No dia 29 de junho ocorre uma tentativa de golpe — El Tanquetazo ou El Tancazo — por parte de um regimento do exército, que colocou tanques nas ruas para atacar o palácio do governo, La Moneda. O restante das Forças Armadas não apoia e o levante é rapidamente derrotado, com um total de 22 mortes de civis, incluindo um câmera argentino que filmou a ação e acabou filmando sua própria morte. No mesmo dia, a população vai às ruas reafirmar seu apoio a Allende.

Essa situação leva Allende a colocar mais militares no governo, setor o qual ele acreditava poder confiar. Aqueles que realmente estavam ao lado de Allende eram pressionados e renunciavam, como foi o caso do comandante-em-chefe do Exército, General Carlos Prats, que renunciou e foi substituído por Augusto Pinochet, futuro ditador.

Na madrugada de 11 de setembro uma ação da marinha em Valparaíso dava início ao golpe. A cidade é tomada e, no início da manhã, a informação chega até Allende. Os militares exigiam que o presidente renunciasse ao cargo e deixasse o país até às 11h, caso contrário, o Palácio de La Moneda seria atacado.

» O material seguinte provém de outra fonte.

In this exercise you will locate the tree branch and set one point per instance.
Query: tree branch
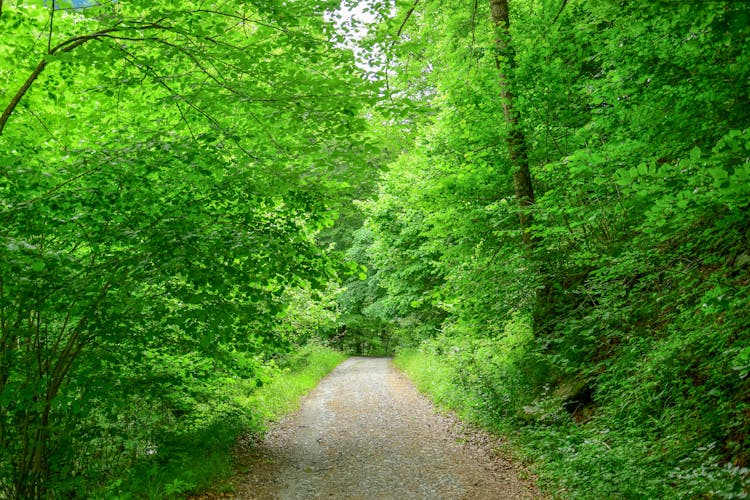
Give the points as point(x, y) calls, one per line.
point(406, 19)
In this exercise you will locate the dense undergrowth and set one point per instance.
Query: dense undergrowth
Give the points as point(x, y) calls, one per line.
point(627, 438)
point(196, 456)
point(604, 318)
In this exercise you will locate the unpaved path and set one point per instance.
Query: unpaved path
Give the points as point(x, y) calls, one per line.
point(366, 433)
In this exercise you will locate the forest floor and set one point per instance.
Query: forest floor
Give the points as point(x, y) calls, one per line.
point(365, 432)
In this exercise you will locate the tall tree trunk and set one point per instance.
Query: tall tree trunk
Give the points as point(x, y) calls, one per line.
point(517, 149)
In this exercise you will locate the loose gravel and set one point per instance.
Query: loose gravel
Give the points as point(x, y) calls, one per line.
point(366, 433)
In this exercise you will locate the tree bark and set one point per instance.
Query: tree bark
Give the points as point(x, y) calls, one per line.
point(517, 148)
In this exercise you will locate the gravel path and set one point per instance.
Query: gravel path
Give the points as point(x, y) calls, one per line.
point(366, 433)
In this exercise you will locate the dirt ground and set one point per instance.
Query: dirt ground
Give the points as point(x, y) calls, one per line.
point(366, 433)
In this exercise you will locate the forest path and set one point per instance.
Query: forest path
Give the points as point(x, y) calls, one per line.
point(365, 432)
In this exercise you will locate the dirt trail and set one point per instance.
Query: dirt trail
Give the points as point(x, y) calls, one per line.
point(366, 433)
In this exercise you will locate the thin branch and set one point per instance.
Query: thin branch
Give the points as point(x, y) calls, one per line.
point(51, 24)
point(565, 2)
point(65, 46)
point(406, 19)
point(474, 24)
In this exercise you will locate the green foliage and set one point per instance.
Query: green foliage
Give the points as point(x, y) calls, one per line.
point(633, 382)
point(164, 171)
point(198, 457)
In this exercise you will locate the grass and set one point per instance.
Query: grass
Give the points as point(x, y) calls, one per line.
point(611, 455)
point(201, 460)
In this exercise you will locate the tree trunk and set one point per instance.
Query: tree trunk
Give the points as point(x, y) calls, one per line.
point(517, 149)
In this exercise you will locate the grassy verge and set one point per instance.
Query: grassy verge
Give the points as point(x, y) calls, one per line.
point(200, 459)
point(608, 454)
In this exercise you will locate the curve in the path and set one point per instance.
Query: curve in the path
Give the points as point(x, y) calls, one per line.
point(365, 432)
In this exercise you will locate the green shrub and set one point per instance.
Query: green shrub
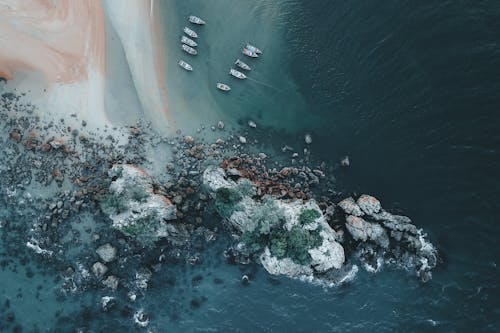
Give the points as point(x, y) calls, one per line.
point(226, 200)
point(308, 216)
point(294, 244)
point(112, 205)
point(266, 217)
point(144, 229)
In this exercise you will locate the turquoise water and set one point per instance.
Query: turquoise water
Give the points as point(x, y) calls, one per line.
point(408, 90)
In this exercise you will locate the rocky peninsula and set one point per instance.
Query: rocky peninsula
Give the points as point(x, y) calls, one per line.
point(107, 207)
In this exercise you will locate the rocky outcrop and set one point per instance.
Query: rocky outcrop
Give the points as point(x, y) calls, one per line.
point(292, 237)
point(136, 210)
point(382, 237)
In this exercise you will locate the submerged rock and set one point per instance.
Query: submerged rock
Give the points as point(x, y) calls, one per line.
point(386, 238)
point(106, 252)
point(364, 231)
point(135, 209)
point(290, 237)
point(99, 269)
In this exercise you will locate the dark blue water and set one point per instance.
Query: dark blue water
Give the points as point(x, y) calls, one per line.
point(410, 91)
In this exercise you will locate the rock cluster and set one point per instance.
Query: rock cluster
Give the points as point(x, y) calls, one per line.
point(135, 209)
point(383, 237)
point(323, 255)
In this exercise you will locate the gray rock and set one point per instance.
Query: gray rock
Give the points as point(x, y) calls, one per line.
point(99, 269)
point(106, 252)
point(111, 282)
point(350, 207)
point(233, 172)
point(362, 230)
point(133, 206)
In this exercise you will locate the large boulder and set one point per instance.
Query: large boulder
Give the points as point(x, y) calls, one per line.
point(135, 209)
point(384, 237)
point(364, 231)
point(291, 237)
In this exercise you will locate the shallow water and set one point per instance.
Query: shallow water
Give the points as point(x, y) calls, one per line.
point(409, 91)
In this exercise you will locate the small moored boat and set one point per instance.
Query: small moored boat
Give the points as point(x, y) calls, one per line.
point(185, 65)
point(189, 49)
point(241, 64)
point(223, 87)
point(253, 49)
point(237, 74)
point(188, 41)
point(196, 20)
point(190, 32)
point(249, 53)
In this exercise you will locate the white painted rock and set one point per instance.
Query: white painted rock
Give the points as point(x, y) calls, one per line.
point(370, 205)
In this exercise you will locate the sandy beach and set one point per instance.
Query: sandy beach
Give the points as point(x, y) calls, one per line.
point(60, 58)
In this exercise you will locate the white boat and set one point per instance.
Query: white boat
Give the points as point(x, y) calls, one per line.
point(196, 20)
point(241, 64)
point(185, 65)
point(190, 32)
point(249, 53)
point(189, 49)
point(253, 49)
point(223, 87)
point(237, 74)
point(188, 41)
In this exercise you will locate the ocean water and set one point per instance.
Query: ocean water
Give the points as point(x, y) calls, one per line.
point(409, 90)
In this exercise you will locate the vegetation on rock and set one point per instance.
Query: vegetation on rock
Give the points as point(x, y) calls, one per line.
point(226, 201)
point(308, 216)
point(112, 204)
point(268, 230)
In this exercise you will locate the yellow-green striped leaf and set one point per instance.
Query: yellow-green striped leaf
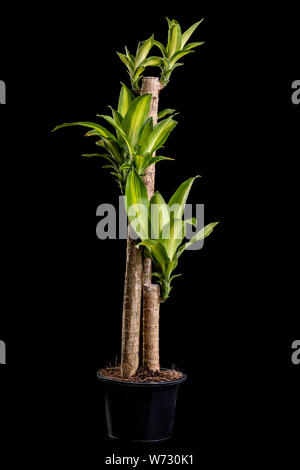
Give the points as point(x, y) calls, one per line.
point(158, 253)
point(203, 233)
point(187, 34)
point(136, 116)
point(137, 204)
point(143, 50)
point(159, 135)
point(125, 100)
point(159, 214)
point(174, 40)
point(177, 56)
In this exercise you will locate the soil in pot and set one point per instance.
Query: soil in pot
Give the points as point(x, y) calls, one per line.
point(142, 408)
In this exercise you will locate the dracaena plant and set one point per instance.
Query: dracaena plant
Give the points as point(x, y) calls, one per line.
point(134, 138)
point(137, 64)
point(176, 48)
point(161, 227)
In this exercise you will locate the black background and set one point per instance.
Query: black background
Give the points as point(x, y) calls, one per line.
point(232, 317)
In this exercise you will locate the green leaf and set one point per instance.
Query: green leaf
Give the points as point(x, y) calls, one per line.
point(174, 40)
point(203, 233)
point(172, 235)
point(119, 129)
point(137, 204)
point(159, 214)
point(158, 253)
point(99, 130)
point(143, 50)
point(151, 62)
point(159, 135)
point(192, 45)
point(165, 112)
point(161, 47)
point(130, 56)
point(145, 131)
point(125, 100)
point(114, 149)
point(186, 36)
point(156, 159)
point(136, 115)
point(177, 56)
point(118, 118)
point(126, 61)
point(178, 200)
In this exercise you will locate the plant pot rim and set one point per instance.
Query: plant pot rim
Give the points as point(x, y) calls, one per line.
point(110, 380)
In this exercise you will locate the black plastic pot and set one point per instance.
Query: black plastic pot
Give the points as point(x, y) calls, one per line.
point(140, 412)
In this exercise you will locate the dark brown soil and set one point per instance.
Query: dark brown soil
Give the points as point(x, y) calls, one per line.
point(142, 375)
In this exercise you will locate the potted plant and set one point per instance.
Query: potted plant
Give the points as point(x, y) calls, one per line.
point(140, 396)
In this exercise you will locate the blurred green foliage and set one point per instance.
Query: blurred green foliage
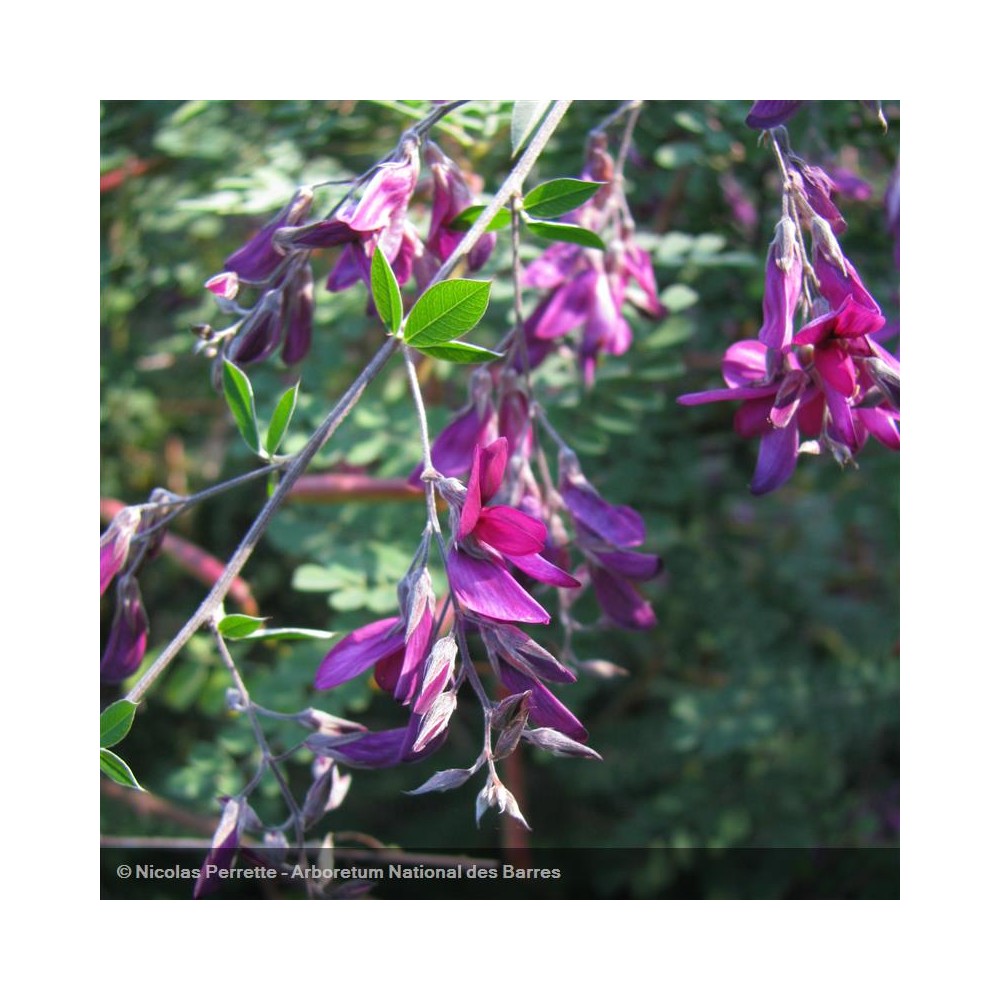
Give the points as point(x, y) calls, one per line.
point(761, 712)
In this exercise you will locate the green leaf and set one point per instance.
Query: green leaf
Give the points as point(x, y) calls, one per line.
point(525, 116)
point(385, 292)
point(281, 418)
point(560, 232)
point(466, 219)
point(116, 721)
point(446, 311)
point(239, 395)
point(460, 352)
point(287, 633)
point(118, 771)
point(555, 198)
point(239, 626)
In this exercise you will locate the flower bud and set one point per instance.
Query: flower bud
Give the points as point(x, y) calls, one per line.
point(297, 313)
point(129, 632)
point(260, 332)
point(115, 544)
point(225, 285)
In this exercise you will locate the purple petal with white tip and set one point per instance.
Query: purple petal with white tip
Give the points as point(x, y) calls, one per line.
point(487, 589)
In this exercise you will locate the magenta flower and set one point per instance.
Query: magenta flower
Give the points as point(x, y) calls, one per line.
point(451, 197)
point(475, 426)
point(260, 333)
point(782, 286)
point(129, 634)
point(225, 286)
point(587, 289)
point(606, 533)
point(523, 665)
point(817, 188)
point(225, 844)
point(397, 659)
point(115, 544)
point(257, 259)
point(771, 114)
point(297, 315)
point(775, 408)
point(389, 747)
point(487, 537)
point(378, 218)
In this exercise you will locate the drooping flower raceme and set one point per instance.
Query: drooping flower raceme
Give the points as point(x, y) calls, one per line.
point(587, 289)
point(487, 538)
point(830, 384)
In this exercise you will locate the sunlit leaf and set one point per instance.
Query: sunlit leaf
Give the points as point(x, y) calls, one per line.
point(560, 232)
point(238, 391)
point(555, 198)
point(385, 292)
point(446, 311)
point(281, 418)
point(118, 771)
point(116, 721)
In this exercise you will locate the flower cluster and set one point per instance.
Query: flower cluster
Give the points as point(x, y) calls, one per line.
point(586, 289)
point(130, 540)
point(276, 260)
point(830, 384)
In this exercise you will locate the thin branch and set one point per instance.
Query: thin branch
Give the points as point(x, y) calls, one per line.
point(297, 466)
point(242, 554)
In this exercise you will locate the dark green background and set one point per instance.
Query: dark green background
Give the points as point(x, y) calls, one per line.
point(762, 712)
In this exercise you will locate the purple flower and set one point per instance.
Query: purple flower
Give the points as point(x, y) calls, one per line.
point(770, 114)
point(782, 286)
point(129, 633)
point(260, 332)
point(451, 197)
point(775, 407)
point(475, 426)
point(297, 314)
point(606, 533)
point(115, 544)
point(419, 738)
point(384, 646)
point(524, 666)
point(257, 259)
point(486, 537)
point(587, 289)
point(225, 844)
point(816, 188)
point(743, 210)
point(225, 285)
point(378, 218)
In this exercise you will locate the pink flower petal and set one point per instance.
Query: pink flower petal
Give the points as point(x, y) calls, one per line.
point(776, 459)
point(510, 531)
point(545, 709)
point(494, 463)
point(836, 368)
point(620, 601)
point(539, 568)
point(359, 650)
point(744, 363)
point(487, 589)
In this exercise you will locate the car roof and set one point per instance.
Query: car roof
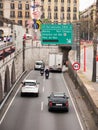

Allende decidiu enfrentar os golpistas e, junto com algumas dezenas de soldados leais, permanece no palácio. Os tanques e soldados começaram a chegar em frente ao palácio que, às 11h, é bombardeado. Ao invadirem o local, os militares se deparam com Allende que, neste momento, comete suicídio — apesar dessa ser a versão oficial, alguns afirmam que o presidente foi assassinado. 

“Colocado em uma transição histórica, pagarei com minha vida a lealdade do povo. E os digo que tenho a certeza de que a semente que entregaremos à consciência de milhares e milhares de chilenos não poderá ser cegada definitivamente. Trabalhadores de minha Pátria! Tenho fé no Chile e em seu destino. Superarão outros homens nesse momento cinza e amargo onde a traição pretende se impor. Sigam vocês sabendo que, muito mais cedo que tarde, abrir-se-ão de novo as grandes alamedas por onde passe o homem livre, para construir uma sociedade melhor.”

Última declaração de Salvador Allende ao povo, em 11 de setembro de 1973.

Na cidade, centenas de trabalhadores que tentaram resistir foram reprimidos e uma junta provisória tomou o poder. A partir de 1973 o Chile vive uma ditadura militar sob o comando de Augusto Pinochet, que duraria até 1990 e ficaria conhecido por suas perseguições aos integrantes da Unidade Popular, pela cassação dos partidos integrantes desta, pelo assassinato, tortura e desaparecimento de milhares de pessoas e pela política econômica que implantou reformas neoliberais, responsáveis pelo aumento da desigualdade social e que — uma vez que não foram revertidas — deixam marcas no povo chileno até hoje.

O processo das eleições até o golpe de 1973 seria filmado e transformado em documentário.